The most obvious thing I noticed in the film was how standard it was for gentrification. Towards the end of the film, one of the staff who helped create it said the Atlantic Yards Project was the biggest case of eminent domain in American history. Eminent domain, as far as the film portrays it, is deeply undemocratic because a billionaire like Ratner can take over city space for his own purposes. He can easily use his wealth to lobby the government or influence it in some other way to deem an area blighted, and therefore needing to be removed, without a civic decision.
The film is like Streetfight in that you can study mayor Bloomberg and Ratner like you can study James Sharpe, and find similar ways they all abuse political and corporate power to serve their own ends. Throughout the film Bloomberg and Ratner frequently use glamorous clichés to captivate their audience, words such as “world class city”, “vision”, “success”, “cherry on top of the cheesecake”, “progress”, “groundbreaking”, and so forth. Such language should make an intelligent and observant person feel suspicion. Ratner and private developers know to captivate an audience’s attention by giving them their bread and circuses, like by throwing expensive parties and inviting celebrities to give cameos. The baseball stadium itself is a circus, used to give Ratner his money. (In the end of the film he gained $726 million dollars while Brooklyn lost $40 million.)

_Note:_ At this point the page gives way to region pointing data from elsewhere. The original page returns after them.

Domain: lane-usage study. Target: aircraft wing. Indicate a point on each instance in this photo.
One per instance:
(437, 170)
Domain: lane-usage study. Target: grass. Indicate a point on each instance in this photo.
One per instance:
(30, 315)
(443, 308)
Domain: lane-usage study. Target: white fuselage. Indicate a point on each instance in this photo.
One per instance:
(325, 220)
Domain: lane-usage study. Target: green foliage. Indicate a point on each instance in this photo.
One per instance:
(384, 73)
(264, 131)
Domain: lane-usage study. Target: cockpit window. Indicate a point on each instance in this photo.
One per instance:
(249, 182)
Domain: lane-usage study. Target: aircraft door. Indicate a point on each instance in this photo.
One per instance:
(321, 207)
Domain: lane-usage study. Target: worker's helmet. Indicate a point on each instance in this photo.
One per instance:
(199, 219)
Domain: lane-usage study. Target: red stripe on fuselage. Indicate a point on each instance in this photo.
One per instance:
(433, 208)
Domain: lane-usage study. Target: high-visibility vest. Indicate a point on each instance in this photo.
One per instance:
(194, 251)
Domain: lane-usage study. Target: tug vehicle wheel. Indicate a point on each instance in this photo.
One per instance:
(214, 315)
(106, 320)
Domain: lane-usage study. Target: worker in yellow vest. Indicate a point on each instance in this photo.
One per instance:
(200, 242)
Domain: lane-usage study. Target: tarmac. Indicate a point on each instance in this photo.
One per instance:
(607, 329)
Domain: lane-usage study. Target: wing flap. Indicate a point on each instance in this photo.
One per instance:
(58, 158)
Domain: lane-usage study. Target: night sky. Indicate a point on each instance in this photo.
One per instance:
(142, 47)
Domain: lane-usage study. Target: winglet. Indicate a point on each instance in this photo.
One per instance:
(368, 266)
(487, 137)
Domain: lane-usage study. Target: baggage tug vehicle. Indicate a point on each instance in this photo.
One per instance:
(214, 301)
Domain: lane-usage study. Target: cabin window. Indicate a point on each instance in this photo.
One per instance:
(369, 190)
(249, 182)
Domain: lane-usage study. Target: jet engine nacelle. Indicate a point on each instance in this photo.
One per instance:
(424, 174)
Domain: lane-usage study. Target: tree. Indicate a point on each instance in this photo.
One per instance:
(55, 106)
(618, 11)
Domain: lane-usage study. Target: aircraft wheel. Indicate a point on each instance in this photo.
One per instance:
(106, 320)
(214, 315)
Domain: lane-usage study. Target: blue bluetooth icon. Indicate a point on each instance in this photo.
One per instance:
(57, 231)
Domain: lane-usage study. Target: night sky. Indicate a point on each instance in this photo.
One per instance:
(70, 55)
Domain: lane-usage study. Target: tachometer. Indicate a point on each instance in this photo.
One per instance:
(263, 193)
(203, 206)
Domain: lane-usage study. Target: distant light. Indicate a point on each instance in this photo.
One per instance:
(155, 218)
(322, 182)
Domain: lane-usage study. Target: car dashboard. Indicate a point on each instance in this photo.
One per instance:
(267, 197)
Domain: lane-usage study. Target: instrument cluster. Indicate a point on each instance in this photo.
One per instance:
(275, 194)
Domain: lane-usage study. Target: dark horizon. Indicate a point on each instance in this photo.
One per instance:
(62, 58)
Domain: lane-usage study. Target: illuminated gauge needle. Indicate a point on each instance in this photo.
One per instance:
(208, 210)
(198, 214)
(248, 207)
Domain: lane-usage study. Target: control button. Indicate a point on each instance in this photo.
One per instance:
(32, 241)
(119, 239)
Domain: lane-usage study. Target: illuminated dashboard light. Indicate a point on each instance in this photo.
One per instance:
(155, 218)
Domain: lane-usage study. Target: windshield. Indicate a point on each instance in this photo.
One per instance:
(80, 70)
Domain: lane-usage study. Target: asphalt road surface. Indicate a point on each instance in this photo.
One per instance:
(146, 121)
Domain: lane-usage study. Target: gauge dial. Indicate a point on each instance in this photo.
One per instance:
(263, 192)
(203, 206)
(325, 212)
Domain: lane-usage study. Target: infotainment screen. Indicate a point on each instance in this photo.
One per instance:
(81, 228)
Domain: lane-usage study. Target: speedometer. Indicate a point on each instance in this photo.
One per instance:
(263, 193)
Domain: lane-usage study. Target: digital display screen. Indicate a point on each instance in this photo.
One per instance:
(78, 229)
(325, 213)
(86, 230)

The private developers employ two particularly insidious tactics. Firstly, they both know how to “play the race card”, as the deviant homeowner Daniel Goldstein said. They invite token black spokesmen to appeal to Brooklyn minorities. After all, if a black person isn’t alarmed at a billionaire and private developers seizing the property of poor minority homeowners, then why should you? Ultimately, they divide minority groups, fueling self-defeating intraracial conflicts. Their second tactic is repeatedly use talking points that have some grain of truth in them but are ultimately false. For instance, they claim building the stadium will create 10,000 jobs, from construction, to management, to VIP services. The facts speak otherwise, as most of the minority construction workers will be out of state and the minorities who are evicted from their homes will lose their entire life’s savings.
The buildings Ratner and the private developers build resembles the modernist buildings Jane Jacobs criticized in her work. The stadium itself takes up most of the space, and the buildings that should have accompanied were never built, at least by 2011. I doubt the stadium was built with people as more than consumers in mind. In the film Golstein and other people show models and computer simulations of how the stadium and new buildings would look like. In all models the stadium and buildings are disproportionately large. They stick out in the neighborhood like an eyesore and have the same austere, imposing, and inhumane architecture Jacob’s describes as like a cemetery.

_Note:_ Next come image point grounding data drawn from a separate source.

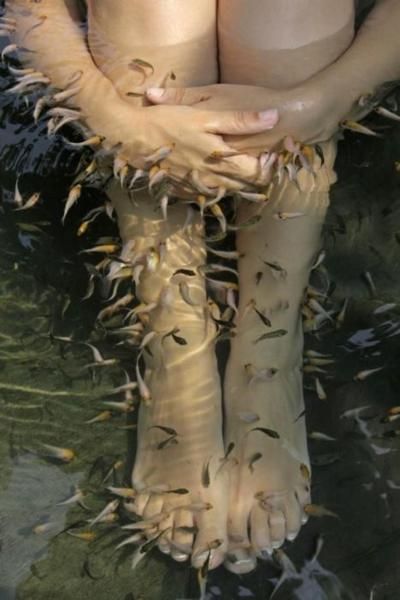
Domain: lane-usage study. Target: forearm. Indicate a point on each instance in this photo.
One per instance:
(372, 60)
(57, 48)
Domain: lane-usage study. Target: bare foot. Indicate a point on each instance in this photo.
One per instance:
(180, 496)
(270, 482)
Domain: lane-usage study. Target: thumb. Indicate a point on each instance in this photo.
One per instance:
(186, 96)
(240, 122)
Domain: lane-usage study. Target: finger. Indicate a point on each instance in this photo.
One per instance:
(241, 122)
(186, 96)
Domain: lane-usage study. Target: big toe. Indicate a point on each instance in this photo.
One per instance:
(240, 561)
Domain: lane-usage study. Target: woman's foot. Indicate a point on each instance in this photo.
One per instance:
(181, 490)
(270, 482)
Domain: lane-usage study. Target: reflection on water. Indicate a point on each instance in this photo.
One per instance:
(46, 397)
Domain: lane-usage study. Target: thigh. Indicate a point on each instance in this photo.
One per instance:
(281, 44)
(176, 37)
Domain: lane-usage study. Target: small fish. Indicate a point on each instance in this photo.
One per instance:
(73, 196)
(316, 510)
(77, 498)
(263, 318)
(217, 212)
(370, 282)
(94, 140)
(390, 418)
(320, 390)
(253, 459)
(282, 216)
(184, 291)
(229, 255)
(320, 259)
(102, 249)
(159, 155)
(317, 435)
(195, 506)
(392, 433)
(168, 442)
(276, 268)
(122, 492)
(30, 203)
(305, 472)
(179, 491)
(9, 49)
(42, 528)
(253, 197)
(109, 508)
(248, 417)
(205, 474)
(136, 538)
(168, 430)
(271, 335)
(251, 222)
(269, 432)
(341, 316)
(144, 391)
(300, 416)
(203, 574)
(86, 536)
(384, 308)
(384, 112)
(64, 454)
(358, 128)
(105, 415)
(361, 375)
(153, 542)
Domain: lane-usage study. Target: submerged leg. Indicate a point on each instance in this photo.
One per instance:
(270, 484)
(180, 419)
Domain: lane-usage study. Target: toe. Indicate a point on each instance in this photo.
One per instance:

Goldstein describes his ordeal as a war of attrition. He is right. Unfortunately, the little guy rarely wins such a war. He simply does not have the money, resources, or time to outlast a billionaire. The film can be fairly interpreted as another obvious example of private owners and corporations plowing over the people’s civil rights and destroying people’s lives in the process. Battle for Brooklyn proves how hypocritical and flimsy our “democracy” really is.